Roadblocks in the path of tSage

Those of you who have been following the IRC channels will know that I made some real progress in the disassembly of the tSage engine, used by the Ringworld - Revenge of the Patriarch game, as well as several others. I hadn't really gotten into any of the game logic, but I'd made great strides in decoding the image formats and graphics display, so much so that my engine on Scummvm-misc could display test dialogs, as well as the right-click game dialog with proper highlighting and everything. Sample screenshots below:








However, given the perversity of life, I should have known better than to announce on the channel that I was making real progress. :(. Because as I was getting into the game execution logic, I began to realise just how complicated they made the engine. Whilst using C++ has it's advantages from the perspective of RE, since it does group related functions close together with the variables they use, in this case, they seemed to go overboard with it.

A preliminary look at the main event loop of the game shows they implemented a stack of "action objects" - multiple independent event handlers can be registered and control swapped form one to the other. I'm not sure, but I presume that this is to allow for things like cutscenes, where standard game operation is superseded.

For even more complexity, they went with a class hierarchy for the action objects which is at least four levels deep!.
The classes, as far as I've been able to determine, are as follows:
  • They have a core 'SavedObject' class, which has some internal logic for registering each object instance in a central list. I presume this is for automating saving and loading.
  • A child class which I'll call "SmartPointer". This class seems to encapsulate a pointer to a secondary object, and provides core logic for 'fixing' up the pointer reference. I can't be sure yet, but there's a lot of 'fixup' code in the engine, which I presume handles restoring pointer references between objects when a savegame is loaded, and all the objects are re-constructed. This class also implement a basic virtual table of processing and dispatch methods that automatically defer to the foreign object if one is set
  • Yet another child class which introduces basic event manager functionality amongst other things
  • A concrete fourth child class which seems to further override some of the event manager functionality, and is what gets added to the game's "action list".

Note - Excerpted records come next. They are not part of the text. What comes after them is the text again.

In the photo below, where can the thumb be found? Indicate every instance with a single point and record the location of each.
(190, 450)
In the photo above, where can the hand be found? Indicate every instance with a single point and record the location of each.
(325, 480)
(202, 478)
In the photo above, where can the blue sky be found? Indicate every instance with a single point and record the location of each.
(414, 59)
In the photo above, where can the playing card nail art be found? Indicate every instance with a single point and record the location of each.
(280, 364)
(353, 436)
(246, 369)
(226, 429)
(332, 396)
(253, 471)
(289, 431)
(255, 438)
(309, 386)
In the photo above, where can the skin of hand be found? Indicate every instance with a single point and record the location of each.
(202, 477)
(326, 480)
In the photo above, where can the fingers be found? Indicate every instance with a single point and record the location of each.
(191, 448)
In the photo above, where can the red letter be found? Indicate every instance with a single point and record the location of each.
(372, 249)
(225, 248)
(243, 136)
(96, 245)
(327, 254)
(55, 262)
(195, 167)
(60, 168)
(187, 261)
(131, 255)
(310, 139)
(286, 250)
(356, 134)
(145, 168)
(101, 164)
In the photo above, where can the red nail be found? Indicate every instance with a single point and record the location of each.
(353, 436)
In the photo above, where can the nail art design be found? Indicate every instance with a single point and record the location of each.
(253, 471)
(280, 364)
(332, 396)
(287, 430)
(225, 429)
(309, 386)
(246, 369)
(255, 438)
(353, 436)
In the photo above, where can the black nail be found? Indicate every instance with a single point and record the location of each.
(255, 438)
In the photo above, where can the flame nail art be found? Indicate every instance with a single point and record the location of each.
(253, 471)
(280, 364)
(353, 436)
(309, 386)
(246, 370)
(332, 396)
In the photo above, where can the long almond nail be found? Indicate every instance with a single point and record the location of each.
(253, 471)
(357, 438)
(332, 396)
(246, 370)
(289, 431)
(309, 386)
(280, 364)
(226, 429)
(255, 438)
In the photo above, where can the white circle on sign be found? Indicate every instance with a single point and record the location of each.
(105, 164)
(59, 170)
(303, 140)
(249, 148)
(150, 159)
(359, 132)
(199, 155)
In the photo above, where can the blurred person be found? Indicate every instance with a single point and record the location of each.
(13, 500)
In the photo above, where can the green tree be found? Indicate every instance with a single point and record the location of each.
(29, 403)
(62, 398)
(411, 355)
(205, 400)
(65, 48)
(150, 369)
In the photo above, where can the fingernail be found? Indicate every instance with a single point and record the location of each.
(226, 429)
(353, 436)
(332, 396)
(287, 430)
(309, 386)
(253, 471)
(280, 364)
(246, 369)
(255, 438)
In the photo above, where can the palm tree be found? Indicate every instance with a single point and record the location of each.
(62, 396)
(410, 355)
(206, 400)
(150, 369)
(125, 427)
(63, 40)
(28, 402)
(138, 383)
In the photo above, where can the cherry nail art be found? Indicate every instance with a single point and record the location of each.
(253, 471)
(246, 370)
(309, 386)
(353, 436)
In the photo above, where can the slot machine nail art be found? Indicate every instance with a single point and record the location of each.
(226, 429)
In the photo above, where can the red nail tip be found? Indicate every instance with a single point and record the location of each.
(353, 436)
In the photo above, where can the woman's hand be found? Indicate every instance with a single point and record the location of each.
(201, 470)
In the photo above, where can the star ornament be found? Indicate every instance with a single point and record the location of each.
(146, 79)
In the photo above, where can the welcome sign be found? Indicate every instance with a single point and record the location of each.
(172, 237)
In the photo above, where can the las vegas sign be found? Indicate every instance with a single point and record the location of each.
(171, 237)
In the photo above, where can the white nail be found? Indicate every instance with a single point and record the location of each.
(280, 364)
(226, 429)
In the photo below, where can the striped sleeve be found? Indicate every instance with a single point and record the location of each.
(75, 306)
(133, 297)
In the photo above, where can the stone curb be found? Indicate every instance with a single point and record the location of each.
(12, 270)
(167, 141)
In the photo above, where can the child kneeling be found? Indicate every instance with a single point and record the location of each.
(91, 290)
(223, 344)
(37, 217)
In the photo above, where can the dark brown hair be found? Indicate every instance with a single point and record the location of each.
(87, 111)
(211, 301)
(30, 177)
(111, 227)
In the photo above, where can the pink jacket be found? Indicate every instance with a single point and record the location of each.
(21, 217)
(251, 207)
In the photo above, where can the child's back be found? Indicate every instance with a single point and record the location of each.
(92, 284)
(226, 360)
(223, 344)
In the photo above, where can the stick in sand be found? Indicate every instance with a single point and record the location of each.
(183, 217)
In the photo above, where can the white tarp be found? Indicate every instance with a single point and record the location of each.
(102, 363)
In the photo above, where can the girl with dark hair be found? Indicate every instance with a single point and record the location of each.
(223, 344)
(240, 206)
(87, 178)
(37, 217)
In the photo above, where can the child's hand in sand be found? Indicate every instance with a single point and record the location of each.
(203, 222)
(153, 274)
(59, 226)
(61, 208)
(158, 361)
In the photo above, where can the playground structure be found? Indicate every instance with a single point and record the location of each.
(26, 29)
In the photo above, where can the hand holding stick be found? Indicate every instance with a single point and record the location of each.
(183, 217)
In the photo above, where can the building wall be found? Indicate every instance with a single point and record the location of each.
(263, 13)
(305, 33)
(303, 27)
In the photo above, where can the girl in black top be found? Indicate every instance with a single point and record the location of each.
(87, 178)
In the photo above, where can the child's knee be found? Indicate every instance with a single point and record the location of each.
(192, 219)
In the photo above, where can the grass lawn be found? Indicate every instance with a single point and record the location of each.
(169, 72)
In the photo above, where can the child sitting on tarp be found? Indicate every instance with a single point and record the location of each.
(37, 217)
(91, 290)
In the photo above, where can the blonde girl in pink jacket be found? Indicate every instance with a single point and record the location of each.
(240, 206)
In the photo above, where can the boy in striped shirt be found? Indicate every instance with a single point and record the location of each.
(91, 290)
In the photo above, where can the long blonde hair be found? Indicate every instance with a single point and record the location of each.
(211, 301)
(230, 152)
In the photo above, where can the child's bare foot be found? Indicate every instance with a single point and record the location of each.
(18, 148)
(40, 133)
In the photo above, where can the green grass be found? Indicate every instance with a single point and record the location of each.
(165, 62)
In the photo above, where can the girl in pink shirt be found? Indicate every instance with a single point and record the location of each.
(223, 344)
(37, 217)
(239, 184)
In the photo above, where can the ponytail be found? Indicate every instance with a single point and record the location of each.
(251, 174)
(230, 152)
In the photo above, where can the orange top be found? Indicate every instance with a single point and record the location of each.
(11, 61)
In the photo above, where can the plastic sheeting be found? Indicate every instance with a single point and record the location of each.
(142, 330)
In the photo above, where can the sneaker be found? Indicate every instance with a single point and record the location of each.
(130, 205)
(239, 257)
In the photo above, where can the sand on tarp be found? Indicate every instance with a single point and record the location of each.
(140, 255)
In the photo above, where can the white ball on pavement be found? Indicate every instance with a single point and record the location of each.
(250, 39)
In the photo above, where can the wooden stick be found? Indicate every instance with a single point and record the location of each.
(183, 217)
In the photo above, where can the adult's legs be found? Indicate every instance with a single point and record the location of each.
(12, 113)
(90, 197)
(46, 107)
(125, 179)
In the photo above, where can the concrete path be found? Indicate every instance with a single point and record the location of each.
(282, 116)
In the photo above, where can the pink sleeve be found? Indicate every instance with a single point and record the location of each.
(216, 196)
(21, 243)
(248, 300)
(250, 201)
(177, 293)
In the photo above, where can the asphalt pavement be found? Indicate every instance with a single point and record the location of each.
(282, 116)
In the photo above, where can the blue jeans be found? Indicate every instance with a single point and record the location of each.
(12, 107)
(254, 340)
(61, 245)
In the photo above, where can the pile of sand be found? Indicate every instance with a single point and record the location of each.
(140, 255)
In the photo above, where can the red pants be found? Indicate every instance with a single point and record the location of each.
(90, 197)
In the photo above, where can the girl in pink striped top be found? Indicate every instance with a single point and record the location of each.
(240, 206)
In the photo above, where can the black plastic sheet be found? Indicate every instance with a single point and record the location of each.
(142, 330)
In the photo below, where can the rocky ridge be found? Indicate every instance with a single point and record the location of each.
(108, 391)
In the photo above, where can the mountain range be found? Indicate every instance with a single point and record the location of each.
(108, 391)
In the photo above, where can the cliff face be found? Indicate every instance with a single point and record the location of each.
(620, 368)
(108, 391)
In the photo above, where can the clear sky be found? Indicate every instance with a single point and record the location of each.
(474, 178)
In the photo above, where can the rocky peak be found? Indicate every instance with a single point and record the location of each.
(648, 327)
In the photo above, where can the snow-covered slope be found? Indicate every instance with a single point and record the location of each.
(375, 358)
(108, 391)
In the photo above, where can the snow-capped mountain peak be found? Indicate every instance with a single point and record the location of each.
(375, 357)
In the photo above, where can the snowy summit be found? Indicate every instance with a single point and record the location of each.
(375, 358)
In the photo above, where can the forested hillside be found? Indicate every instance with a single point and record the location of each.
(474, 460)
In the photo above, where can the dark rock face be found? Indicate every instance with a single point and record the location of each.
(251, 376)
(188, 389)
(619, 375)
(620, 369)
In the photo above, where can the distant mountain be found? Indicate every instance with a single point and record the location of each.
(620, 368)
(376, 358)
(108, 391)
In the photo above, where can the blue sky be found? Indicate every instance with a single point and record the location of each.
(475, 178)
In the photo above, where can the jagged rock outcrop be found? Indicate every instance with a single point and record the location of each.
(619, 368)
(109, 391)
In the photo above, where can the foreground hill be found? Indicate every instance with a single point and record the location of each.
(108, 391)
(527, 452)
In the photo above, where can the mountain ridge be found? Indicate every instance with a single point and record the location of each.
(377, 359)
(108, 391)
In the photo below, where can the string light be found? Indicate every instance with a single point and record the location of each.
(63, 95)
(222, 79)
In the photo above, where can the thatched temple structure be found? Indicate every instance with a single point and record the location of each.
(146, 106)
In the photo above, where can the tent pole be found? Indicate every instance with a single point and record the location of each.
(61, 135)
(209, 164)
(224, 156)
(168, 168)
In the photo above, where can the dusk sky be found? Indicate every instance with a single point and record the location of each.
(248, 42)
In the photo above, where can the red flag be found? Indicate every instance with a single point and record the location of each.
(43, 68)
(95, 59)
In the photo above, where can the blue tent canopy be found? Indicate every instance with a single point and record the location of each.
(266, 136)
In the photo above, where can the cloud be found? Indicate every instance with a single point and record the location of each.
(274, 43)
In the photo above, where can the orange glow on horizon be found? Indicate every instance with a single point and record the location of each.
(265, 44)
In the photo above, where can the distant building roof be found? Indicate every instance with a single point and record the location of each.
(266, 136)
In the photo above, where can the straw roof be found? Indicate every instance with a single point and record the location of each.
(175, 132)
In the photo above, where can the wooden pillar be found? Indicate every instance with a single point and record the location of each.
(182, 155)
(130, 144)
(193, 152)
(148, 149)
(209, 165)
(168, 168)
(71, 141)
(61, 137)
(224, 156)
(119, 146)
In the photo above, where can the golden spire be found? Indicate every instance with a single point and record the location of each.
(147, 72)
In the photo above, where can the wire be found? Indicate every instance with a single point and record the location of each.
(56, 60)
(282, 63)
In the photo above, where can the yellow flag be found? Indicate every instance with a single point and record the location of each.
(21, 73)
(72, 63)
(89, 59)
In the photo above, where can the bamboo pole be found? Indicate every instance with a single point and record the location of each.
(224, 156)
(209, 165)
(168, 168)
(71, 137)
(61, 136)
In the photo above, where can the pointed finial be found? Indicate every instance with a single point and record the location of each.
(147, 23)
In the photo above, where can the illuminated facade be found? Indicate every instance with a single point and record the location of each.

As you can imagine, all this makes it somewhat different to understand what the blazes is going on. I've also examined the engine from some other points, such as scene loading, and even that seems to be overly complex, with method calling method - they really went in the direction of generalised/generic functionality, with the result that the code seems to be much more complex than it should otherwise need to be.

</whinge>

In any case, the tSage engine was only meant to be a part-time RE effort for when I needed a break from the MADS engine. I did somewhat get carried away with it for the last few weeks, but that was only because the areas I was looking at proved so easy to reverse engineer. Now that I'm running into more complex code, I've decided that the break's over, and I'm returning to work on the MADS engine again. For that, at least, the code seems somewhat simpler, even if it can be a pain to run in the DOSBOX debugger because the segments keep getting shifted around in memory. ;)

For those of you who are Ringworld fans, don't worry, I'll still be working on the engine. It's just there won't be as rapid a progress on it as I'd recently hoped.

1 comment:

Julien said...

They did something similar with The Last Express where they have a different set of event handlers for the menu, the inventory and the actual game.

There is also all sorts of crazyness in the logic code with some shared structs where they store the arguments to each function. And since the game allows you to rewind, they have this list of SavePoint structs to allow the game to get back to a previous state. So much fun!